Here is the situation, you are in a hurry, you really need to have that last cup of coffee before you head out the door, you grab a mug off of your counter, but to your disgust, there is yesterdays cream still stuck in the bottom of it! Whoever did the dishes did not wash the inside of this mug and although it sparkled on the outside, so much so you considered it clean, it was not. The cup was in fact disgustingly dirty and desperately in need of a good scrubbing. Well, that's how Jesus feels about folks who call themselves clean, and who look really ship-shape on the outside, but inside things are dead and disgusting, molding, and beginning to deteriorate from the inside out. Have any of you ever felt this way about yourself, or possibly someone else? I'm sure if you are anything like me, we have all had these realizations about ourselves...and I did that yesterday.
There has been this topic that has always brought frustration to head between my husband and I, and as we discussed it last night I found myself getting increasingly more upset with my sweet husband, (the one whom the Lord gave to me to cherish and respect...yeah, that one.) And as I stomped off to the bedroom to do my bible study, (i know, i know...) the Lord of course got hold of my heart. It was as if He began to gently instruct me, I started my reading out in Hebrews and of course it began to melt my heart, as the Lord spoke to me on my stinky insides I had to listen because He was only speaking the truth for me...He whispered to my heart and began to see what He was showing me. First He spoke to me about His love, in John chapter 17...(if you have not read this chapter lately, you should because it's all on His prayers to His father on behalf of those He loves...) I was touched that He took the time to reinstate His intense love for me before He began to instruct me. Isn't that what we all need and want? To know that despite the fact that we have (huge) faults, He still wants us to know, first and foremost, that He loves us...
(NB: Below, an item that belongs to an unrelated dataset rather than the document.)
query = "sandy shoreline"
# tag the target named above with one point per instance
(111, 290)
So then I was led the book of Matthew and as I was reading chapter 23 my eyes came to this verse and felt the sting of my sin hit my heart..."First, clean the inside of the dish and cup, and then the outside also will be clean..." vs 26
Here is what has happened friends, I am the only other person besides God who truly knows what is on my mind and heart...I can lie if I don't feel like telling the truth, but God knows, and God convicts. The issue was minor to most, but to me, it felt like I was lugging around a mountain...I thought.." Have I been wasteful with the gifts the Father has given me? They are all His after all, and as He asks me to offer them up to Him as a sacrifice, He then gives them back to me to take care of them for Him.."
So, head in hands, I asked for the forgiveness of my Father once more, and as I did, I knew I also had to go and tell my husband a few things that I really dislike saying, one of them being "your right!" and the other one being, "I'm wrong.." I know. Ouch, right ladies? anyone with me? It's hard, but you know what friends, our husbands usually know best.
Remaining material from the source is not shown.